When used for South Asian languages, some large language models have been found to make up words and struggle with basic grammar. There are also concerns these AI services may reflect a more skewed view of other cultures. It’s critical to have broad representation of training data, including non-English data, so AI systems “don’t perpetuate harmful stereotypes, produce hate speech, nor yield misinformation,” said Mehran Sahami, a professor in the computer science department at Stanford University.
Karya, a social impact startup headquartered in Bangalore and supported by grants, is able to broaden the pool of languages represented in part by specifically targeting workers in rural areas who might not otherwise be contracted for such tasks. Karya’s app can work without internet access and it provides voice support for those with limited literacy. In India, over 32,000 crowdsourced workers have logged into the app, completing 40 million paid digital tasks such as image recognition, contour alignments, video annotation and speech annotation.
For Chopra, the goal isn’t just to improve the supply of data but to fight poverty.

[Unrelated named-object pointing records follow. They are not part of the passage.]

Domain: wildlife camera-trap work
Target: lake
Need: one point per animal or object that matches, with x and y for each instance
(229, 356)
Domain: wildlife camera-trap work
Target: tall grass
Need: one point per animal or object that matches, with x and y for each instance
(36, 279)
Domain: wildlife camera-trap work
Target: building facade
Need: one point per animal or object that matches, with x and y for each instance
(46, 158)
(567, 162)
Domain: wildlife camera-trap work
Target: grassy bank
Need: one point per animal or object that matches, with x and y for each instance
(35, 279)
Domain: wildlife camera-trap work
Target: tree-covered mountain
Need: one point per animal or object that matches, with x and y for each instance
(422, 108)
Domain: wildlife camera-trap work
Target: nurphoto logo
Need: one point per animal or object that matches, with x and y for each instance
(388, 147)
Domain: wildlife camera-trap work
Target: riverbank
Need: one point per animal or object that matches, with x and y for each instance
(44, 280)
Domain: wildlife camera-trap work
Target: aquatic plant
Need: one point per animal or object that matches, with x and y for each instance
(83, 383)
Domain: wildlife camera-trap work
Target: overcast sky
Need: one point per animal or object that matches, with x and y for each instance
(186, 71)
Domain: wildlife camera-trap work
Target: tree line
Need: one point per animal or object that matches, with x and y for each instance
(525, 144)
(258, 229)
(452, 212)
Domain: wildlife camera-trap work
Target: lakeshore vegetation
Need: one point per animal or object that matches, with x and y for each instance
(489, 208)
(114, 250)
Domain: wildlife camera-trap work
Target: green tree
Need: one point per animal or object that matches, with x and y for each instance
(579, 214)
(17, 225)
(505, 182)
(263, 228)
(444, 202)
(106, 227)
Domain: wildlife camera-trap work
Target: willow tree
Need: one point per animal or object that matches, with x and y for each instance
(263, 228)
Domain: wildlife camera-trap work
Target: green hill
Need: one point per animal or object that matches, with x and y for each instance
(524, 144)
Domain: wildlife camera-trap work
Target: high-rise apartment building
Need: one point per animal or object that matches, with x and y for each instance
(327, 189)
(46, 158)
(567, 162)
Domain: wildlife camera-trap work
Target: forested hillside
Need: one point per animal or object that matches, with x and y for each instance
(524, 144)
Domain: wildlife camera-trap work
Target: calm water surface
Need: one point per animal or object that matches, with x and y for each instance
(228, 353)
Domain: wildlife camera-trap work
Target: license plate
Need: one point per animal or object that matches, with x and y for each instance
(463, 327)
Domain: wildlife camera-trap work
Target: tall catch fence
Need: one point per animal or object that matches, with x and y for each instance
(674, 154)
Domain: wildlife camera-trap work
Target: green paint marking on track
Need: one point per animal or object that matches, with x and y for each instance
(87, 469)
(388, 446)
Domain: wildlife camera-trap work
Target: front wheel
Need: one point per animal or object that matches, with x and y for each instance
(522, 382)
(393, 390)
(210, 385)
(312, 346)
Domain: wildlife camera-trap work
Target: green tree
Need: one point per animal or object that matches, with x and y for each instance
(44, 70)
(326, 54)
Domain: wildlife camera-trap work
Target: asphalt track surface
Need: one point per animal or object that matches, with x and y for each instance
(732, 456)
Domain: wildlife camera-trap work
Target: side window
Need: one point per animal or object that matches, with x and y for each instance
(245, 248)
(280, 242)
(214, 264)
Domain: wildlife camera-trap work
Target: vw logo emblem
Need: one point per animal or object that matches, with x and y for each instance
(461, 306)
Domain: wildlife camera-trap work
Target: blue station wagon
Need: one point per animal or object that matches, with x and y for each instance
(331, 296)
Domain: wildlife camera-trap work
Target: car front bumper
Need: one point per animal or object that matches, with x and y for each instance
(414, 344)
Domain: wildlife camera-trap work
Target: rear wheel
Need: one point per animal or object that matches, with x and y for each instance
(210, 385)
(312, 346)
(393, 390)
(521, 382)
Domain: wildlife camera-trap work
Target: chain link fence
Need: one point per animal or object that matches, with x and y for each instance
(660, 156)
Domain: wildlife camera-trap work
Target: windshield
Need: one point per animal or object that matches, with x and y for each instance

Karya’s founder grew up in an impoverished neighbourhood called Shakur Basti in West Delhi. He won a scholarship to study in an elite school where he was bullied because his classmates said he “smelled poor.” Chopra landed at Stanford to study computer science but realized he hated the “how you make a billion dollars” mindset he encountered there.
After graduating in 2017, he began working on his long-held interest: using technology to tackle poverty. “It takes a mere $1,500 in savings to make an Indian eligible to enter the middle class,” Chopra said. “But the impoverished can take 200 years to reach that level of savings.”
Microsoft, he learned, had been paying a hefty amount for collecting speech data, albeit of poor quality, to feed its AI systems and research. In 2017, for instance, although 1 million hours of digitized spoken data was available in Marathi, a language spoken in Mumbai and its Western India region, only 165 hours was available for purchase. His startup has since put together 10,000 hours of Marathi speech data for Microsoft’s AI services, read by men and women from five different regions.
“Tech companies want the data, accent and all,” Chopra said. “You cough, they want that in the speech – it represents natural language.”Saikat Guha, a researcher at Microsoft Research India who focuses on the ethics of data collection, said he has also used Karya’s content for a project to aid those with visual disabilities in finding jobs. “The quality of data is far better than any other source I’ve used,” said Guha. “If you pay workers fairly, they’re more invested in their work, and the end result is better data.”
Meanwhile, over 30,000 young, school-educated women are working with Karya to help collect “gender intentional” datasets – such as that the doctor or boss isn’t always a he – in six Indian languages for the Bill & Melinda Gates Foundation. It’s the biggest such effort in Indian languages and will serve as a corpus to build datasets to reduce gender-related biases in LLMs.Karya isn’t stopping with India. The company said it’s in talks to sell its platform as a service to organizations in Africa and South America who will do similar work.
For now, women in Yelandur, another village southwest of Bangalore, eagerly await Karya’s next project: transcribing from a Kannada audio recording. Among them is Shambhavi S., 25, who earned a few thousand rupees from a previous assignment while working in the quiet of her home after feeding her in-laws dinner and putting her children to bed.
“I don’t know what artificial intelligence is, I haven’t heard of it,” said Shambhavi. “I want to earn and educate my children, so they can learn how to use it.”